Research is important because it can help to improve healthcare by finding out which treatments work best.
Many of our patients are helping us with research projects but we want to include more people and give more of you an opportunity to contribute to improving care now and in the future.
Taking part in a clinical research study can be a rewarding experience. Please talk to your doctor or nurse if you would like to become involved in a research study and they will be happy to discuss this with you.
Involvement in research can involve different amounts of your time – anything from simply giving us permission to use information already collected about you to attending hospital for additional tests or investigations.

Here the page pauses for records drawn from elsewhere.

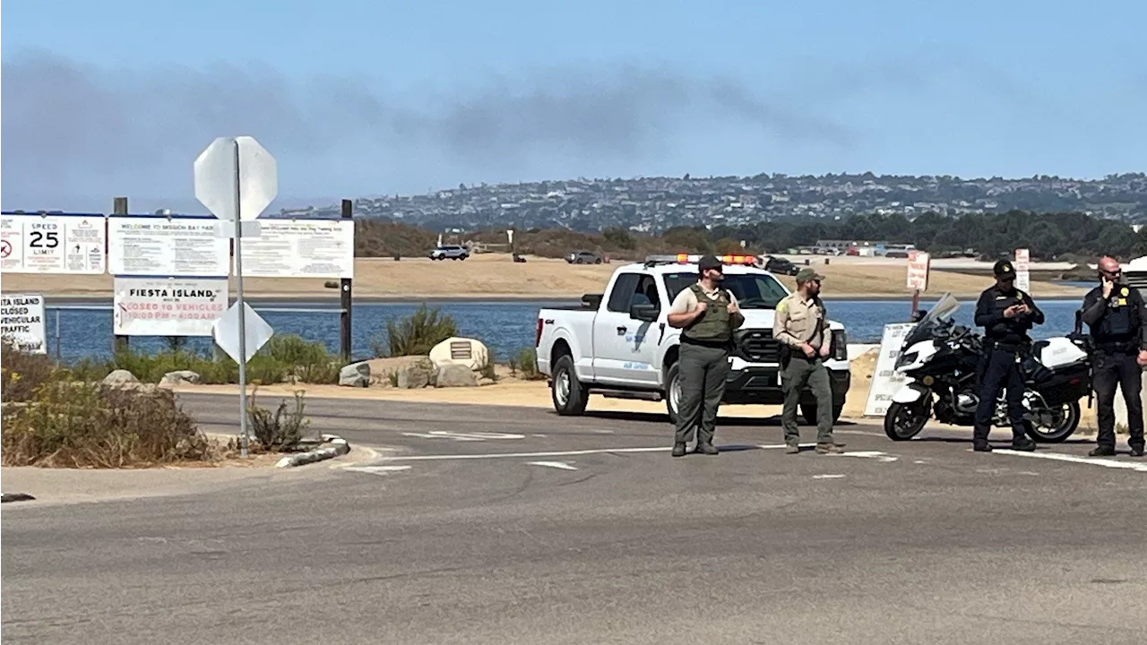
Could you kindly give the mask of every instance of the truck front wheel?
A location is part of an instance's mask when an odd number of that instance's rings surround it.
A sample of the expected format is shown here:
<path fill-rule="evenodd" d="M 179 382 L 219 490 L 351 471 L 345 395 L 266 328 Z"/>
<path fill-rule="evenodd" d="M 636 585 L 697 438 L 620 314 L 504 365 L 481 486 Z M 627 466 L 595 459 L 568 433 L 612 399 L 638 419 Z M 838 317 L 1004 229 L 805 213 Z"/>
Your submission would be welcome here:
<path fill-rule="evenodd" d="M 554 410 L 563 417 L 576 417 L 585 412 L 586 391 L 574 372 L 574 359 L 563 356 L 554 364 L 554 374 L 549 382 L 549 395 L 554 401 Z"/>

You can be assured that any research you take part in here has been approved by the research and development department and has all of the necessary regulatory approvals. Before taking part in a research project you will be asked for your full informed consent before any research related activities are carried out*. You are always free to withdraw from a research project without your care being affected. You can find out about how patient information is used in research with the Health Research Authority.
There’s a really useful website with lots of videos from patients and staff explaining everything you need to know about research and taking part in research studies. Visit the Health talk website and select a topic from the left hand menu to find out more.
Have a look below at some of the areas where we are currently running research studies.
|Specialist area||Research studies we’re involved in|
|Accident and emergency||Head injuries|
|Cancer||Breast cancer, colorectal cancer, lung cancer, prostate cancer, haematology, lymphoma, urology, timing of surgery|
|Cardiology||Cardiovascular events prevention trial, drug safety evaluation, angina|
|Diabetes||Foot infection, high risk type 1 cohorts, family history of the development of type 1 diabetes|
|Gastroenterology||Colorectal adenomas, inflammatory bowel disease, premalignant intestinal neoplasia, Barratt’s oesophagus, polyps/adenoma removal|
|Gynaecology||Treatments for fibroids, operative options for uterine prolapse and vault prolapse|
|Haematology (non-cancer)||Intracranial haemorrhage|
|Hepatology||Effects of genetics on responses to drugs, genetic studies in cirrhosis, chronic liver disease|
|Neonatology||Platelet transfusion, respiratory failure in premature babies, benefits of oxygen saturation, iodide supplementation, effective perinatal intensive care, assisted ventilation, increasing milk feeds|
|Obstetrics||Assisted reproduction, miscarriage, medication use in pregnancy, pre-eclampsia, tumours in pregnancy|
|Orthopaedics||Total or partial knee anthroplasty|
|Paediatrics||Asthma, epilepsy treatment, antibiotic therapy, genetics|
|Palliative care||Carers diary|
|Podiatry||Intervention for fall victims|
|Respiratory medicine||Chronic obstructive pulmonary disease, asthma, bronchiectasis|
|Rheumatology||Treatment for sclerosis|
|Stroke||Arm function after stroke, cognition and stroke, microbleeds in stroke, drug therapy and intracerebral haemorrhage, ischaemic stroke|
|Surgery||Haemorrhoid treatment, post-operative drugs following bowel surgery, access options for laparoscopic colorectal surgery|
|Urology||Peri-operative chemotherapy versus surveillance in upper tract urothelial cancer|
You can find more information about research for patients, carers and the public, on the National institute of Health Research website.
If you are considering getting involved in research you can find out more on the National institute of Health Research website.
*In some circumstances (research relating to emergency procedures) this may not be possible and a relative/carer/other health professional may give consent on your behalf but your full consent will be gained as soon you are able to do so.